Comment 5 for bug 1494155

Revision history for this message
Tynach (tynach2) wrote :

Nowhere in either the parent post, nor in the comments, is 'bang for the buck' even talked about. The entire thing seems to be about choosing a higher quality default sampling method due to the availability of faster CPUs. In fact, libsamplerate is never mentioned by name, and src-sinc-.* are only mentioned by listing them with a few others and deeming them 'indistinguishable'.

HOWEVER, in the comments they *do* mention that upsampling causes more distortion than downsampling, and that sampling rates further apart cause more than sampling rates closer together.
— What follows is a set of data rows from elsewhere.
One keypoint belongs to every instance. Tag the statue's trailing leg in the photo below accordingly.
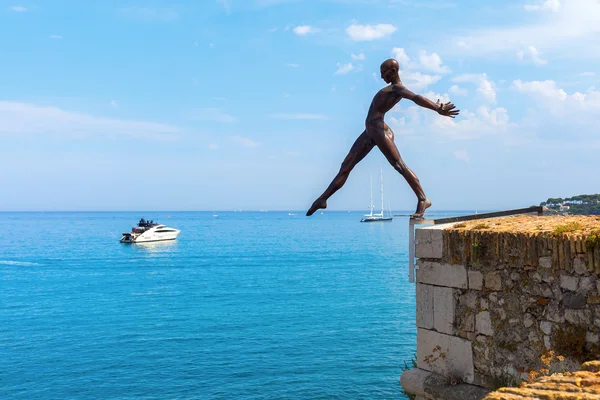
(385, 142)
(361, 147)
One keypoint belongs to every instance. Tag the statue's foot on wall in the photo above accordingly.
(422, 205)
(319, 203)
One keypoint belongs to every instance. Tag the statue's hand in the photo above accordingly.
(447, 109)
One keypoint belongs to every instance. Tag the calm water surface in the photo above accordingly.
(245, 305)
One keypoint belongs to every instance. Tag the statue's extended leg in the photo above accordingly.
(361, 147)
(387, 146)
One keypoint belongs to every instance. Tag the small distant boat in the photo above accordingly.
(376, 217)
(149, 231)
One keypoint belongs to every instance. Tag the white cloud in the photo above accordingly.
(484, 122)
(23, 118)
(305, 116)
(417, 81)
(210, 114)
(344, 69)
(443, 98)
(360, 33)
(553, 5)
(400, 55)
(455, 89)
(432, 62)
(559, 115)
(148, 14)
(531, 54)
(421, 4)
(578, 23)
(485, 87)
(544, 89)
(243, 141)
(302, 30)
(414, 80)
(461, 155)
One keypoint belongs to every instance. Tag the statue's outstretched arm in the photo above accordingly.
(446, 109)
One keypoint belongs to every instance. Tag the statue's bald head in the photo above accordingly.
(389, 71)
(390, 63)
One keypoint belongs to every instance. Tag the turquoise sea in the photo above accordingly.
(245, 305)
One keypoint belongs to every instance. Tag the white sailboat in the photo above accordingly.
(376, 217)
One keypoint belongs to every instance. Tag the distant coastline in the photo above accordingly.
(584, 204)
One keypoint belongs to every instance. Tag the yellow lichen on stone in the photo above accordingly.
(584, 385)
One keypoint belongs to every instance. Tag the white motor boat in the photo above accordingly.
(149, 231)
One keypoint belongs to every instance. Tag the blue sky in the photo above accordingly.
(253, 104)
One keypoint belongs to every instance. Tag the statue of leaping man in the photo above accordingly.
(378, 133)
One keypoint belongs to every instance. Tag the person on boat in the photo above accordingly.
(378, 133)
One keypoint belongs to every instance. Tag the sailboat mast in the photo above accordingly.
(381, 175)
(371, 191)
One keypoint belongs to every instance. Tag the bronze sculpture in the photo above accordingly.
(378, 133)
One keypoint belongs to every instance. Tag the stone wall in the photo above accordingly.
(500, 301)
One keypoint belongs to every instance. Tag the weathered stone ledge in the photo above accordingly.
(429, 385)
(499, 300)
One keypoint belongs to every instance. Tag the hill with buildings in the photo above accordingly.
(584, 204)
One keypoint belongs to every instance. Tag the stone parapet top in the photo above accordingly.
(572, 224)
(429, 385)
(584, 385)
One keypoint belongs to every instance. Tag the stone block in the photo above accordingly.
(586, 284)
(545, 262)
(438, 274)
(546, 327)
(429, 242)
(579, 266)
(475, 280)
(483, 323)
(443, 309)
(424, 306)
(579, 317)
(412, 381)
(469, 300)
(493, 281)
(458, 360)
(569, 282)
(574, 301)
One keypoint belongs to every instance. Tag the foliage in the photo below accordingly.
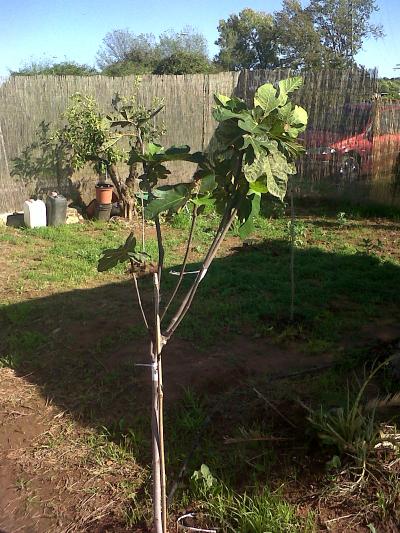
(47, 157)
(94, 137)
(123, 53)
(252, 156)
(247, 40)
(248, 514)
(183, 63)
(324, 33)
(88, 133)
(126, 252)
(353, 429)
(390, 87)
(65, 68)
(122, 45)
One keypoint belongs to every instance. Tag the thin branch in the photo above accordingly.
(292, 249)
(184, 308)
(139, 297)
(253, 439)
(189, 243)
(160, 249)
(160, 396)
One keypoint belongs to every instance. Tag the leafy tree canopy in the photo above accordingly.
(184, 63)
(123, 53)
(247, 40)
(324, 33)
(65, 68)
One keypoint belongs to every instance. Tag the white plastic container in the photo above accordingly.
(34, 213)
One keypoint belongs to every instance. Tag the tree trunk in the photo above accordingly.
(155, 444)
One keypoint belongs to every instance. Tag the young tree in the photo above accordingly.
(253, 155)
(94, 137)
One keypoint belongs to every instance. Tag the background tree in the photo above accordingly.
(121, 47)
(186, 40)
(123, 53)
(65, 68)
(324, 33)
(390, 87)
(184, 63)
(343, 26)
(247, 40)
(299, 41)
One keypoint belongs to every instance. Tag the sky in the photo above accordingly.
(59, 30)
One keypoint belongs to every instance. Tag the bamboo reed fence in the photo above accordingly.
(25, 102)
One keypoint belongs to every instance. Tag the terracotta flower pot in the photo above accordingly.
(104, 193)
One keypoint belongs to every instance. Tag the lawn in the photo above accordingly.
(75, 403)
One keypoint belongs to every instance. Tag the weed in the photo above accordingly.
(263, 511)
(342, 219)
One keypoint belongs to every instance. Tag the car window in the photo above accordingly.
(389, 120)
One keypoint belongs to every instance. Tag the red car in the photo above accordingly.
(355, 140)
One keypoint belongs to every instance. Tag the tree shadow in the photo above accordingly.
(81, 346)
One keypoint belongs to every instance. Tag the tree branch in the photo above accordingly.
(139, 297)
(184, 307)
(184, 263)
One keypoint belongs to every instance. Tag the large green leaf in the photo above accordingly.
(258, 168)
(277, 177)
(247, 227)
(111, 257)
(290, 84)
(259, 186)
(207, 183)
(170, 199)
(299, 116)
(247, 123)
(265, 98)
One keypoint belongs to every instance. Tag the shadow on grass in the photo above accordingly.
(81, 346)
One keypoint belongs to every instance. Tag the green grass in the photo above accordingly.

This isn't terribly important most of the time, except...

... Pulseaudio only supports configuring two sample rates at a time. So you have a default lower one, and if an audio source has a higher sample rate, it'll be upsampled to the alternative, higher sample rate.

So what if your alternative sample rate is much higher? I have a sound card that supports 192000, what if I'm curious what that sounds like? I have a fairly fast CPU (i7-4790K with hyperthreading disabled so that each core works as fast as possible), and I have that set up as my alternative sampling rate.

But the graphs only test conversion from 44100 to 48000. I have a feeling that the differences will be *much* more noticeable on a setup converting from 48000 to 192000.

But now I can't compare using src-sinc-.* because its been removed. And seemingly with no discussion or reason.